Duisburg: "Salto Globale": Von Poesie bis Gassenhauer
VON MIKE MICHEL - zuletzt aktualisiert: 21.05.2010 - 14:12„Salto Globale“ heißt das neue Programm der „Höhner Rockin’ Roncalli Show“. Bei der Premiere lief nicht alles rund, doch mehr als 1300 Zirkusfans im Zelt am Innenhafen waren trotzdem hellauf begeistert.
Henning Krautmacher liebt den Duisburger Innenhafen. Der Frontmann der Kult-Band Höhner, die zurzeit an der Stresemannstraße mit dem neuen Programm „ Salto Globale“ der „ Höhner Rockin’ Roncalli Show“ gastieren, findet die Vielfalt an Lokalen und Clubs einfach toll.
Locker und afgeräumt
Der Sänger mit dem charakteristisch hochgezwirbelten Schnauzbart gab sich nach der Premiere am Donnerstagabend locker und aufgeräumt – ungeachtet der Tatsache, dass gerade auch bei Premieren schon mal was schief geht. „ Gleich am Anfang hatte ich bei einem Lied zwischendurch den Text vergessen, und dann haben wir die Strophe gleich zweimal gesungen“, so Krautmacher. Ansonsten habe es aber nur kleinere Pannen gegeben. Das dürften allerdings die wenigsten der begeisterten Zuschauer im nicht ganz ausverkauften Zirkuszelt bemerkt haben. „ Das Duisburger Publikum ist schon etwas ganz Besonderes. Viele haben nicht nur bei Viva Colonia mitgesungen. Ich war begeistert, dass so viele offensichtlich auch unsere neueren Songs kannten“, so der Höhner-Frontmann.
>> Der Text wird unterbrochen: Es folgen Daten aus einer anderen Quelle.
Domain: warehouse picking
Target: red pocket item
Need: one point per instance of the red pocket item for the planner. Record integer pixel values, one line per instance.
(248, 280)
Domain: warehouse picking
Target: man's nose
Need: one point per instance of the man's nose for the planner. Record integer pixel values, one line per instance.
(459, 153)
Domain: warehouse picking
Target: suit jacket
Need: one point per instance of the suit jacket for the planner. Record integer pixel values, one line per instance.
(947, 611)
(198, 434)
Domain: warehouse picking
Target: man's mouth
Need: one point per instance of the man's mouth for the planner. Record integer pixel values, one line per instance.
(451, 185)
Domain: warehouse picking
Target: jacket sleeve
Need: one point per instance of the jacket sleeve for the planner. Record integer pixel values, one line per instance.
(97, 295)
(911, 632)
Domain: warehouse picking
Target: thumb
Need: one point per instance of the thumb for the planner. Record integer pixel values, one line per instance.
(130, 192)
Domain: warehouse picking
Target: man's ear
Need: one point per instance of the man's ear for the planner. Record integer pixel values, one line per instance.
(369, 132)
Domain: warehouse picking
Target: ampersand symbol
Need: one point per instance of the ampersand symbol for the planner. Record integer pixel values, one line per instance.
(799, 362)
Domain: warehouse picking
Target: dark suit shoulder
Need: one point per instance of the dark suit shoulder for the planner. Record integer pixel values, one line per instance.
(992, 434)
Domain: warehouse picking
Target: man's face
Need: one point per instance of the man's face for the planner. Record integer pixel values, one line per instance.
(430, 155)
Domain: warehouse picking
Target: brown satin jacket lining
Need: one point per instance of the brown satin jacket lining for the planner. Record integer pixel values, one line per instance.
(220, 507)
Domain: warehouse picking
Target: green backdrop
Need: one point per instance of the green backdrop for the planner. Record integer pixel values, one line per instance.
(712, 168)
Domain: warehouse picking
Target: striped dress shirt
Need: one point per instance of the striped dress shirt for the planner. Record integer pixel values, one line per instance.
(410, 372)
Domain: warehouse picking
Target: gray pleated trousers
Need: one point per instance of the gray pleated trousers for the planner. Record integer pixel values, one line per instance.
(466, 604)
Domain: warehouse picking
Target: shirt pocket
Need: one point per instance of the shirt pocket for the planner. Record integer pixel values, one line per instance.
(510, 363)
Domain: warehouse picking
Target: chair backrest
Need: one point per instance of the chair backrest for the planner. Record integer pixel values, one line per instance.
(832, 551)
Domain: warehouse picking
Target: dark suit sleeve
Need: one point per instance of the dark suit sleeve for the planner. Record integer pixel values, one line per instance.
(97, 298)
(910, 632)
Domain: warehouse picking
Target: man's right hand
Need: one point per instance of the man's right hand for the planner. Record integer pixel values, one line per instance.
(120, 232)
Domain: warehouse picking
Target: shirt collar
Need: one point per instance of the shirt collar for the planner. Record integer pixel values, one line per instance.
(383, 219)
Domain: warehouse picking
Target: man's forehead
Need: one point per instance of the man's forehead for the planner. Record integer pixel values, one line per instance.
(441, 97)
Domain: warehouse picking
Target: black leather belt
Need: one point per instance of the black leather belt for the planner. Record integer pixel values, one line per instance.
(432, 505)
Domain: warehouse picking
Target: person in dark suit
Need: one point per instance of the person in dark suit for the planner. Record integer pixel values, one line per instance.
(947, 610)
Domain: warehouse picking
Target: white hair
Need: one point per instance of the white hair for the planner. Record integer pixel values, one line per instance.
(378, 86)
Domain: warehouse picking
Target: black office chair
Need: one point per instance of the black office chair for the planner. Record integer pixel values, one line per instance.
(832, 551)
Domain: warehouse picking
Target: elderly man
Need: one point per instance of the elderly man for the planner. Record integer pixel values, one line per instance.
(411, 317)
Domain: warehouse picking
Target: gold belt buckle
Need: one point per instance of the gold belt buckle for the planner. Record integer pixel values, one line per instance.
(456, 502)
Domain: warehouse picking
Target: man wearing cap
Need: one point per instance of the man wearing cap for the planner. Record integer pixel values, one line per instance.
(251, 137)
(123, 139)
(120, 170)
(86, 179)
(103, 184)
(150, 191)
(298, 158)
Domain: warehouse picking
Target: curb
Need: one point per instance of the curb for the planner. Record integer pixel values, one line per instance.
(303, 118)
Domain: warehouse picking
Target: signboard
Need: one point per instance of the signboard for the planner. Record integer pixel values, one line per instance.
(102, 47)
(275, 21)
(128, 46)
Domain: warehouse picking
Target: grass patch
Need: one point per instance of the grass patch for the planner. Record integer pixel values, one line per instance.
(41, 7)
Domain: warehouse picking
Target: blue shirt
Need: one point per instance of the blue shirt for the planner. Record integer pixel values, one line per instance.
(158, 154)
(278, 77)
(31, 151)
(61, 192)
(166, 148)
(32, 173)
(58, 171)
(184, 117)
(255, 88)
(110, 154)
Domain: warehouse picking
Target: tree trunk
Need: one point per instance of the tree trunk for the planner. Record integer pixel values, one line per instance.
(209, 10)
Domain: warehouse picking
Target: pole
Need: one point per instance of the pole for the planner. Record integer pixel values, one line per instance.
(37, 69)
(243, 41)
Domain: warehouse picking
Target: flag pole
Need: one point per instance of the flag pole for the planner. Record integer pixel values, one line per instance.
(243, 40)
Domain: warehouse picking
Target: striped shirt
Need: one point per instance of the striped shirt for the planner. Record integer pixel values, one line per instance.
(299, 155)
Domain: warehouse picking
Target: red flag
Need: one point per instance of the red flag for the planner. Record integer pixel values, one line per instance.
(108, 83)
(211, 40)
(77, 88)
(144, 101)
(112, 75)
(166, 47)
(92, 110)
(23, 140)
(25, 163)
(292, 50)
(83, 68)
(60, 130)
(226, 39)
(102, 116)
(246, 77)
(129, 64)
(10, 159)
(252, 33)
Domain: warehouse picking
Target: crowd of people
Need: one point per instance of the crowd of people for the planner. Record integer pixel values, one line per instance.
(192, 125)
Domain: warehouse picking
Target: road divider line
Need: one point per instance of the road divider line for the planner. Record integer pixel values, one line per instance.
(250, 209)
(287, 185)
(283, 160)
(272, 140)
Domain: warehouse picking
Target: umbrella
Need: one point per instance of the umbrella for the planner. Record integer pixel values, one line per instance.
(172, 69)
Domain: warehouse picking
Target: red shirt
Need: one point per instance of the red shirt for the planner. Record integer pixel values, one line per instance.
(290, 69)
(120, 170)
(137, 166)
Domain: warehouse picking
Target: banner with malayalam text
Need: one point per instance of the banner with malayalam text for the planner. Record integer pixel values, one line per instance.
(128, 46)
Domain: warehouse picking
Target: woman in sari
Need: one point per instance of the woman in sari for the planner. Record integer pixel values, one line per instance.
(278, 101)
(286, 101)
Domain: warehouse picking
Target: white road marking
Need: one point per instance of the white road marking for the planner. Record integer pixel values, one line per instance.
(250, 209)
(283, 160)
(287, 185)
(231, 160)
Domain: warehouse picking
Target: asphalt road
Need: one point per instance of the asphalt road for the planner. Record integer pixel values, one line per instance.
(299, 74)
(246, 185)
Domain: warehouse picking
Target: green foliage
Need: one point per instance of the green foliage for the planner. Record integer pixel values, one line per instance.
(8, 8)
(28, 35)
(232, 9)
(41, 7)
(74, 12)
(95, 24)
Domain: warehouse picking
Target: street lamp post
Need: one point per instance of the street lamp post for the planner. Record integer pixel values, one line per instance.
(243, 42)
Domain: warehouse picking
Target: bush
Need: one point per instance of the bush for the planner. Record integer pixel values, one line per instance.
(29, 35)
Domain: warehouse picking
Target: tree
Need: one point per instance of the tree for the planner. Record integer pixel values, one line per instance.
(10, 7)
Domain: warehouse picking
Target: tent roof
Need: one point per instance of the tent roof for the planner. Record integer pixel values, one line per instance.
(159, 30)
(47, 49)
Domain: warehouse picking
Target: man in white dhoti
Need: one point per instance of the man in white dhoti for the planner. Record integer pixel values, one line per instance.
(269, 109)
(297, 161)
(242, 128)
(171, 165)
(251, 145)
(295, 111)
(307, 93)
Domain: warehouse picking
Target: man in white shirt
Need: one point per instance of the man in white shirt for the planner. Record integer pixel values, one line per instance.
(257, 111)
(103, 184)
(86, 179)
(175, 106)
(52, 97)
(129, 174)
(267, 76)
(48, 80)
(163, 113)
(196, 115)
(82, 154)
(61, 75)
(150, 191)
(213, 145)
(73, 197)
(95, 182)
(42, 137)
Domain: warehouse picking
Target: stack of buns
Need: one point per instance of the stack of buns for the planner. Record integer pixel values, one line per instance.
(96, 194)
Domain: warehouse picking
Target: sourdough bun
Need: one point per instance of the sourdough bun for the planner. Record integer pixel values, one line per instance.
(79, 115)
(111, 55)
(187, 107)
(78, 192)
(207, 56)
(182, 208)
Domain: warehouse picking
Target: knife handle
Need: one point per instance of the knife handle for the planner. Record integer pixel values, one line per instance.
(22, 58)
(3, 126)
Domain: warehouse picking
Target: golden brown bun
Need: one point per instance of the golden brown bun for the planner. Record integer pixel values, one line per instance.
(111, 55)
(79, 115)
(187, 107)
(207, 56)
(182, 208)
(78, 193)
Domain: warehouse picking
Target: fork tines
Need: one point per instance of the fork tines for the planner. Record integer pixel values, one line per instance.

Außer montags und dienstags ist „ Salto Globale“ im Zeltpalast am Innenhafen täglich bis zum 30. Mai um 19.30 Uhr zu erleben, samstags und sonntags auch um 14 Uhr. Karten gibt’s bei der RP-Ticket-Hotline unter % 0180 3303330.
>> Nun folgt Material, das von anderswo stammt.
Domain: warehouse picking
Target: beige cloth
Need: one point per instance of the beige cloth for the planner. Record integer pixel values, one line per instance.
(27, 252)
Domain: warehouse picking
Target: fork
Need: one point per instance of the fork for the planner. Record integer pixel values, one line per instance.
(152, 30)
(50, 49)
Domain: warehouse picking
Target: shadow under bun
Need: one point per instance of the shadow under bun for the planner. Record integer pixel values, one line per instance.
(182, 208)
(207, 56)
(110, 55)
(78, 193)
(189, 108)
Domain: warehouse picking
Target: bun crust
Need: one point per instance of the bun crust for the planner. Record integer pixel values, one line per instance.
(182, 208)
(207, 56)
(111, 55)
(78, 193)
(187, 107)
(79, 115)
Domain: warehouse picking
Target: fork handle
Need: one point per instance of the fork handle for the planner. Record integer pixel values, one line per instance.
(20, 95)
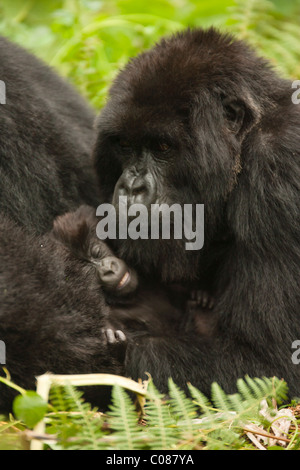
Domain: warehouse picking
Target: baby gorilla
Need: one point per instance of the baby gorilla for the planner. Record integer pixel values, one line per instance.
(137, 307)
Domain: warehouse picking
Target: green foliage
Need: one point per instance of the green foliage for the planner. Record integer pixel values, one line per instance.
(88, 41)
(29, 408)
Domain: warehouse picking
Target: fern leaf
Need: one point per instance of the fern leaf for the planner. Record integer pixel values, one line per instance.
(123, 419)
(161, 429)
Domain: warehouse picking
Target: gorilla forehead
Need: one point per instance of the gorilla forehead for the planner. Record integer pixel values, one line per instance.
(169, 76)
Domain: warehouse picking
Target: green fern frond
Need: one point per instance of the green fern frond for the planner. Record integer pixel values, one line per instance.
(73, 420)
(123, 420)
(161, 424)
(275, 33)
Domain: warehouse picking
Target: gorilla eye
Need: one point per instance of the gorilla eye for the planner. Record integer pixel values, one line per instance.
(163, 146)
(125, 144)
(96, 251)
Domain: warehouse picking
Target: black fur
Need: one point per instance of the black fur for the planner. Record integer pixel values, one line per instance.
(53, 315)
(46, 135)
(233, 135)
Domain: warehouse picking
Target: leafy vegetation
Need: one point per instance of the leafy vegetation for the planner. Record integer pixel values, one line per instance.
(88, 41)
(175, 423)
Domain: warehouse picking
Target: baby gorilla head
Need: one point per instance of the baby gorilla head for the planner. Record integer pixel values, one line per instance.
(77, 230)
(116, 277)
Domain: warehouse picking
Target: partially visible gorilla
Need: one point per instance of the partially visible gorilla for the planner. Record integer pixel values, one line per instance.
(53, 315)
(47, 134)
(201, 119)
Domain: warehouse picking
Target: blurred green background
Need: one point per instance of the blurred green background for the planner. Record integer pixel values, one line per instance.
(89, 40)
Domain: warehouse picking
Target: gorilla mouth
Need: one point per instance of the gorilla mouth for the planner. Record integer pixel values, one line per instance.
(124, 281)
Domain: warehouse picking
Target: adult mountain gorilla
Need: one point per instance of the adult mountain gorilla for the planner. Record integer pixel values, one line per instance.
(201, 119)
(46, 134)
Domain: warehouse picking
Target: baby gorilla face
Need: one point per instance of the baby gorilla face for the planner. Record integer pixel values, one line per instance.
(115, 276)
(77, 231)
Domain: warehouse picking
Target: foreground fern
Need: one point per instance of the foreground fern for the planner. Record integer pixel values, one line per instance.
(179, 422)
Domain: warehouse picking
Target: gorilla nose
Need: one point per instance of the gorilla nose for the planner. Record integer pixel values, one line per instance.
(138, 189)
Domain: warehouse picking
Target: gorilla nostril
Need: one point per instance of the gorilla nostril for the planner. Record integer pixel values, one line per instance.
(139, 190)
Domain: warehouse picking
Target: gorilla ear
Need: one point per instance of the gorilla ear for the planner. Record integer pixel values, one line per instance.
(241, 115)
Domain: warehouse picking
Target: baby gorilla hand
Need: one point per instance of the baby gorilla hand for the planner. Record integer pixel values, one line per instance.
(116, 277)
(199, 318)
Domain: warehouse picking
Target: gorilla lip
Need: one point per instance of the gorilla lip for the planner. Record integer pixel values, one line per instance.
(125, 279)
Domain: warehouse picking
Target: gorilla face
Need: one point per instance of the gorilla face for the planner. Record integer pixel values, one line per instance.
(172, 132)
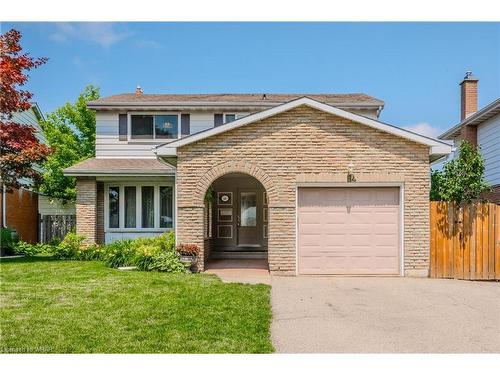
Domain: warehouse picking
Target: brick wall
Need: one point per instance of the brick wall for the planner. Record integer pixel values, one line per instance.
(22, 213)
(494, 195)
(86, 208)
(298, 145)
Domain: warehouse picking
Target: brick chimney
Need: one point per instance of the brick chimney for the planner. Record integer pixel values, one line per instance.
(468, 106)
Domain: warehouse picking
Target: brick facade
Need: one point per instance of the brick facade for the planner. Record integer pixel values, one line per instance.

Vom 5. bis 20. Juni gastiert der etwas andere Zirkus dann in Aachen.
Die Musiker um Krautmacher boten reichlich Abwechslung, vom poetischen Song bis zu altbekannten Gassenhauern. Spätestens bei „ Wenn nicht jetzt, wann dann?“ als Begleitung zu der zauberhaften Carole Demers als „ white crow“, die dreifache Salti auf dem russischen Barren bombensicher stand, war der Funke endgültig übergesprungen.
Tierisch
„I’m a part of it – ich bin Teil dieser Welt“, so die Botschaft des Abends. Der Umgang mit der Welt und ihren Ressourcen bildete so etwas wie den roten Faden des „Salto Globale“-Programms. Einfach tierisch: Oleksandr Yenivatov als „ Sasha the frog“, der sich als ebenso komischer wie atemberaubend gelenkiger Frosch verbog – auch weit über die scheinbar nicht vorhandene Schmerzgrenze hinaus.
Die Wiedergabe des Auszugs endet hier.